Тут уж и у Драго взыграла болгарская кровь, и он стал рублеными фразами высказывать свое мнение о подлом характере директора. Телефонистка вмешалась, сказав, что осталась одна минута…
— Завтра пришлите Любимову, — заторопился Драго. — Непременно пришлите. А то Федор Петрович голос сорвал. Не сможет, пожалуй…
— Дирижировать?.. А почему? Чего он не сможет?
— Петь, — пояснил Драго. — Графиню-бабушку. Как сегодня.
Шушкалов схватился за сердце.
— Повторите. Не понял. Кто пел бабушку? — простонал он.
— Вазерский, Федор Петрович. Он… — Но тут в трубке что-то крякнуло, и Павел Андреевич так и остался в недоумении: то ли это гнусный розыгрыш, то ли великая сермяжная правда.
Случались в опере и более мелкие происшествия.
Чувствительный укол престижу оперы нанес, например, Арчил Калантадзе — король лезгинки, одолженный театру Чарским.
В балетной труппе Залесской танцоров не густо. А тут надо ставить танцы на пиру у князя Гудала. Настоящий грузин исполнит настоящую огневую лезгинку на кончиках железных своих пальцев. Арчил согласился, и, хотя на репетициях с ним здорово намучились и Тася и Школьников, он всё же был выпущен на премьеру.
В роскошной белой черкеске с газырями и с гигантским кинжалом в серебряных ножнах, выскочивший из-за кулис непостижимо высоким прыжком, сопровождаемым гортанным клекотом, Калантадзе сразу же покорил зрителей. Он семенил по сцене на цыпочках, держал обнаженный кинжал в зубах и на кончике пальца и с гиканьем падал на колени. Не танцор, а горный обвал!

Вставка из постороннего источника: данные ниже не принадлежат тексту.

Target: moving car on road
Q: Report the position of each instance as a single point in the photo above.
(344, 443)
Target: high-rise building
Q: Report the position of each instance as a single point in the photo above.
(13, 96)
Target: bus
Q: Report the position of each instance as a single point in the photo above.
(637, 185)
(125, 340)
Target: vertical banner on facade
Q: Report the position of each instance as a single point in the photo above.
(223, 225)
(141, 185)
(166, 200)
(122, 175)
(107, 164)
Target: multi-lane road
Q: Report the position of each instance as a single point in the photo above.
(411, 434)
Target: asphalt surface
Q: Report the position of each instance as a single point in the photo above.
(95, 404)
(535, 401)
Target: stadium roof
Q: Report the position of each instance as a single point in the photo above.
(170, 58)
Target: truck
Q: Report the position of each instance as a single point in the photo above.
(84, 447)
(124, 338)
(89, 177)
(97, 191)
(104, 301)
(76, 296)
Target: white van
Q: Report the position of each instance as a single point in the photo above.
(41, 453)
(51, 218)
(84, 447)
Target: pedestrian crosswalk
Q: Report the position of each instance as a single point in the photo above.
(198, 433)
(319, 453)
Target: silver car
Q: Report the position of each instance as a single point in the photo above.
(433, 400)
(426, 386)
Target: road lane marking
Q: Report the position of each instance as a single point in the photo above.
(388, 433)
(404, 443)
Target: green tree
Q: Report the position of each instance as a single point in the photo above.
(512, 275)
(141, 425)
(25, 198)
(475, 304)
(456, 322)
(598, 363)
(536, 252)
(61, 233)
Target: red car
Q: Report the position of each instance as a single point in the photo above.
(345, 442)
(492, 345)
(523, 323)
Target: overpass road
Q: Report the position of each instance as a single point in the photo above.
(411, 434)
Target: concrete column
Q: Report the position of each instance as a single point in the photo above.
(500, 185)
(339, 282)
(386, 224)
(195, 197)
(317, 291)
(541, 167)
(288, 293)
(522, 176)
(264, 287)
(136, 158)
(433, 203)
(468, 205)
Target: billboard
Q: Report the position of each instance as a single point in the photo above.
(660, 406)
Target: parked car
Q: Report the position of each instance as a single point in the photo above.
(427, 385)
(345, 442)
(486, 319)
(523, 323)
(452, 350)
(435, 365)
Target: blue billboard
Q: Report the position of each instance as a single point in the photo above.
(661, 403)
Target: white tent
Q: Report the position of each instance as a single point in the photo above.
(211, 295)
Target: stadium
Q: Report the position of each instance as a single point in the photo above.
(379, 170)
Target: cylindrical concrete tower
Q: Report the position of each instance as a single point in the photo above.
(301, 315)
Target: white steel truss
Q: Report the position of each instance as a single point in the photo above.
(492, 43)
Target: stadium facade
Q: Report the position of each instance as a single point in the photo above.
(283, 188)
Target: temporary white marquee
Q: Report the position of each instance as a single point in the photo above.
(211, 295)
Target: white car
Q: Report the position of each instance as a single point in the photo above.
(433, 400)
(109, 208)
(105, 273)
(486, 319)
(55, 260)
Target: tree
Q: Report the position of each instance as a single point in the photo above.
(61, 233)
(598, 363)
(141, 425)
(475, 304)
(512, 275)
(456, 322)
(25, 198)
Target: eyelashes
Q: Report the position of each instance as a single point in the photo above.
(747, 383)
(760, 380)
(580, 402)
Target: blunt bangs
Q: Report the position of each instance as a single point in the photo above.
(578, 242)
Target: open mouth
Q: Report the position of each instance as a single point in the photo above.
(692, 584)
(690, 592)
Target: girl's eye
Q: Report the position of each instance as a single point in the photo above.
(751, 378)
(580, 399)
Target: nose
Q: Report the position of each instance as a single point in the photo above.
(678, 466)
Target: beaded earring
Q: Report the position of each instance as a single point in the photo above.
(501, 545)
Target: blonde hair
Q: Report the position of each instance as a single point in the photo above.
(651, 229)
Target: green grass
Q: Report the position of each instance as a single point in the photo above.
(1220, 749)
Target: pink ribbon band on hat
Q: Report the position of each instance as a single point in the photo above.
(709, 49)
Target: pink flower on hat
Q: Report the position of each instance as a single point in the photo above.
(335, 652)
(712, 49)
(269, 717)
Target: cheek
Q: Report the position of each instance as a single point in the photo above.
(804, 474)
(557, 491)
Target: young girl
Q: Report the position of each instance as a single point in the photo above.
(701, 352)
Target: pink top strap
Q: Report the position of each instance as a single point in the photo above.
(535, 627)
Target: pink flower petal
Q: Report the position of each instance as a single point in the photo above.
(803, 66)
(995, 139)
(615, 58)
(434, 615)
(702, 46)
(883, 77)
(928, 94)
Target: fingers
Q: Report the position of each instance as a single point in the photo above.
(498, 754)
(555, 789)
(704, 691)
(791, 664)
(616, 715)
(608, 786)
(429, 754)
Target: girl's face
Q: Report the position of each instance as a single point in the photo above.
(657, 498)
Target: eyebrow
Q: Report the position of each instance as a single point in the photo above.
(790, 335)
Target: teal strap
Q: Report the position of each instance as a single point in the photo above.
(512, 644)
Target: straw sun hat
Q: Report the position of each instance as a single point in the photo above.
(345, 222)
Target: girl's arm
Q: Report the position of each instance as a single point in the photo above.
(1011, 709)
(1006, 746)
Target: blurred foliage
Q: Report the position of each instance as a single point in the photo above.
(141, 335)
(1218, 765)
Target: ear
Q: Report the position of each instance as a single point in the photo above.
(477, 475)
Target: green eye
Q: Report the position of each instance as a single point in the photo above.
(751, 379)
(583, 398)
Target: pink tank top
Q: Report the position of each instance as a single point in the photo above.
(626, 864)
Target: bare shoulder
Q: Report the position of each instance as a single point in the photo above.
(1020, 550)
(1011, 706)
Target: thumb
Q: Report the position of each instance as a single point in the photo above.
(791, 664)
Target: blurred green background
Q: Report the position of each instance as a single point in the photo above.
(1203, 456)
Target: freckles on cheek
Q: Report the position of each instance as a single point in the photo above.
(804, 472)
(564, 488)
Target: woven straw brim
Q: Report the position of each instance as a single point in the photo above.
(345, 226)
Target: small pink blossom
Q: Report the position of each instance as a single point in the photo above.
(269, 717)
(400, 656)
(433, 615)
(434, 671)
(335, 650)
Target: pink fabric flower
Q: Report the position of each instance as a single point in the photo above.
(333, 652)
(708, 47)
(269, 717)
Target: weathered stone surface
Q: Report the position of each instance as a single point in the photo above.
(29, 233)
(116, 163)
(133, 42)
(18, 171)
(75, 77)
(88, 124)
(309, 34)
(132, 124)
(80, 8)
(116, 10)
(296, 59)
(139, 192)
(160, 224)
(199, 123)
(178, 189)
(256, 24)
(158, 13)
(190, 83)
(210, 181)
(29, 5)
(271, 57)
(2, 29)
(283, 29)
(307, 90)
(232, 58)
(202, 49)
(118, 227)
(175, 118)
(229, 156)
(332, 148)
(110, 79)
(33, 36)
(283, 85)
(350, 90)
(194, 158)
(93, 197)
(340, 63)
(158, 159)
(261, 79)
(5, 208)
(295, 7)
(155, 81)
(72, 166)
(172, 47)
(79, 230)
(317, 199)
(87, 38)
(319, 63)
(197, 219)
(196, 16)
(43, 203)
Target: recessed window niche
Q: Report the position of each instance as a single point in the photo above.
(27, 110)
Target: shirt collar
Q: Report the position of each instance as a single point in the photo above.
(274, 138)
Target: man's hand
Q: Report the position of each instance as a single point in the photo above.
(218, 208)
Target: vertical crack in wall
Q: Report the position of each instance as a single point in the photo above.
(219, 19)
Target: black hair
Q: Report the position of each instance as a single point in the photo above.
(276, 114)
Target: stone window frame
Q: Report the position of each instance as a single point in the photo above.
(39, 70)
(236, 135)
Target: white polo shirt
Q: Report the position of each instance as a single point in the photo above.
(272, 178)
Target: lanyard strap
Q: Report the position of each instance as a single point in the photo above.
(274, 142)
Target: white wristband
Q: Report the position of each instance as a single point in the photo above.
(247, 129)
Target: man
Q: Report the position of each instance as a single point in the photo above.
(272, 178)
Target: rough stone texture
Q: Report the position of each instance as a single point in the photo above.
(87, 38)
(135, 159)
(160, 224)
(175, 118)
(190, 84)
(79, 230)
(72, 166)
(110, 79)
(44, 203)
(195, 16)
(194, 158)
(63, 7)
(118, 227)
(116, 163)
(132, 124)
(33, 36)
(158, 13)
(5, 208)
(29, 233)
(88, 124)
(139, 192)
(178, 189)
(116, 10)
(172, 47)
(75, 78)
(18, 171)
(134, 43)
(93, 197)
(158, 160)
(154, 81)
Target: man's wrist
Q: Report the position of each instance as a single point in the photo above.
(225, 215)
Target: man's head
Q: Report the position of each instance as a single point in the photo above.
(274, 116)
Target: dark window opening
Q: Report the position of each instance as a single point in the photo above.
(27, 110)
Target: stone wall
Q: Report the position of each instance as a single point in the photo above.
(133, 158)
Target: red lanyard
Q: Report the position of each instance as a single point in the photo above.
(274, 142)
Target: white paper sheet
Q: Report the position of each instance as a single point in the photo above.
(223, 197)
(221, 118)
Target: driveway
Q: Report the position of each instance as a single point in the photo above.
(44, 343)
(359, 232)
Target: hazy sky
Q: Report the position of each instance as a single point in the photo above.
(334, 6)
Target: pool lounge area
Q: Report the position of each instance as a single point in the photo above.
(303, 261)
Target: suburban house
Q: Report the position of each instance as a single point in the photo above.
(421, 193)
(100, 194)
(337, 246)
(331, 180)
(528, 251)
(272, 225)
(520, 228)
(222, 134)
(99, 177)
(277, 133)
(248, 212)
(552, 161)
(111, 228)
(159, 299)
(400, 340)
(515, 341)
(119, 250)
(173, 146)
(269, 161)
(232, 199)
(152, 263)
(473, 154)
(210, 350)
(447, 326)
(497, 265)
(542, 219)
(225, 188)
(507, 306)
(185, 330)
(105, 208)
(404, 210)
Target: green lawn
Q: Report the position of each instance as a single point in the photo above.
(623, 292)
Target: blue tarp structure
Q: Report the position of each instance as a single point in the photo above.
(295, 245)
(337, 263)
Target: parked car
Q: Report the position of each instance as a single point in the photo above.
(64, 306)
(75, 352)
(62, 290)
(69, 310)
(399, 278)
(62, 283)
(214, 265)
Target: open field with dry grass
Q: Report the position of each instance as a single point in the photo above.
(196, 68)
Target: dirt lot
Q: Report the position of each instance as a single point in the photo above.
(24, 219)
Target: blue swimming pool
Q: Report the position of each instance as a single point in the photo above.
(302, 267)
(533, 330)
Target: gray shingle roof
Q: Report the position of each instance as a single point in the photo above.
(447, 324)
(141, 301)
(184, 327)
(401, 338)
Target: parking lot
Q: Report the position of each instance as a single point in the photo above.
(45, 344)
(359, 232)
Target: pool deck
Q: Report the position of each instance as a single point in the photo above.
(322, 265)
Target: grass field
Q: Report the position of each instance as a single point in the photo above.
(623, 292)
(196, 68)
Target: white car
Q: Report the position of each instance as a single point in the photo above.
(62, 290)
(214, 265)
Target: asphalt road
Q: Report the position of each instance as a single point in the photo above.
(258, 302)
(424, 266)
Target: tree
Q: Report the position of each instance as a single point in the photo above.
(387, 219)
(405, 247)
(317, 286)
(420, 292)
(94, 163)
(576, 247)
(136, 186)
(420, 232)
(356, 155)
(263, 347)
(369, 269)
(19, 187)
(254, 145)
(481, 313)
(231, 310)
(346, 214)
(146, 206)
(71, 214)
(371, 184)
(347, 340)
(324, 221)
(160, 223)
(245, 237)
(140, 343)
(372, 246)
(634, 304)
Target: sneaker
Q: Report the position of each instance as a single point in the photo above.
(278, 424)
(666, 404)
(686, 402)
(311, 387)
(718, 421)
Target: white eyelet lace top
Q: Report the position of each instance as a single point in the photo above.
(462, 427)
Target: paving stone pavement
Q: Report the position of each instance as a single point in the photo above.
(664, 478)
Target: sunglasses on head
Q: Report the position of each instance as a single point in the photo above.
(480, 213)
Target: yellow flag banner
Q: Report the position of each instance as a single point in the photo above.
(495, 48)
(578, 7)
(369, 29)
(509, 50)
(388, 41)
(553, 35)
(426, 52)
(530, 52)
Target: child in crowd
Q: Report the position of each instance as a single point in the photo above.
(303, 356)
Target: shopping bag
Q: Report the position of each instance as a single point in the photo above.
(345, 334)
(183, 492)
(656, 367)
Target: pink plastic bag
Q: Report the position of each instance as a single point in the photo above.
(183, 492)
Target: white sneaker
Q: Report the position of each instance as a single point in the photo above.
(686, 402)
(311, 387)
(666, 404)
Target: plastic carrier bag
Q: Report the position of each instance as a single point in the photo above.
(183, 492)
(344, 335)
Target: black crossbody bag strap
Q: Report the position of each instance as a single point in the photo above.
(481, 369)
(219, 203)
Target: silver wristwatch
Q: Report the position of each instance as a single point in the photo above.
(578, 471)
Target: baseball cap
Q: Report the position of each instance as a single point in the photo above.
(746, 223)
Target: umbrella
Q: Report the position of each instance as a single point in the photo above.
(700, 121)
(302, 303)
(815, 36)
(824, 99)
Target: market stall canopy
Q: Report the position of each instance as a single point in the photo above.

Но вот уже в оркестре зазвучала тема Гудала, и Школьников взглядом призвал к действию Соловьева. Тот широко открыл рот и, по всем правилам оперев звук о грудобрюшную преграду, великолепным басом обратился к гостям… А Калантадзе, еще более ярясь, продолжал скакать горным козлом и, кровожадно взвизгивая, рубил воздух кинжалом. Соловьев пел; а Калантадзе отплясывал, и остановить его уже никто не мог. Позабывши о грузинском радушии, князь Гудал довольно громко прошипел: «Пошел отсюда, болван!» Но король лезгинки только сверкнул очами и, последний раз рухнув на колени и доставая папахой пол, забился, как в падучей. Потом вскочил и, выбежав на авансцену, принялся раскланиваться на все стороны, подбрасывая в воздух папаху и кинжал. Так он всегда заканчивал свой эстрадный номер.
В антракте на него накинулись бледная, как известка, Залесская и почти рыдающий Школьников.
— Что вы наделали, Арчил! Какой позор! Всё испортили! — кричала Тася.
— Почему позор? Какой может быть позор, когда публика довольна. Слышала, как хлопали? Так это не твоей дурацкой опере хлопали. Арчилу Калантадзе хлопали!
— Товарищ Калантадзе… Помилуйте! Это же Рубинштейн! — стонал Школьников. — Вы минуты три лишних танцевали.
— А что я говорил? Не помнишь теперь! Играйте хоть вашего Рубинштейна, хоть похоронный марш… Калантадзе это безразлично. Калантадзе бубен нужен. Почему не послушались? Почему палочкой махал, а в бубен не бил? Перестал бить бубен — Калантадзе остановился. Сам виноват! Еще бы немного, и я с ритма бы сбился. — И, распалившись, заявил, что никаких дел с бараньими головами впредь иметь не желает.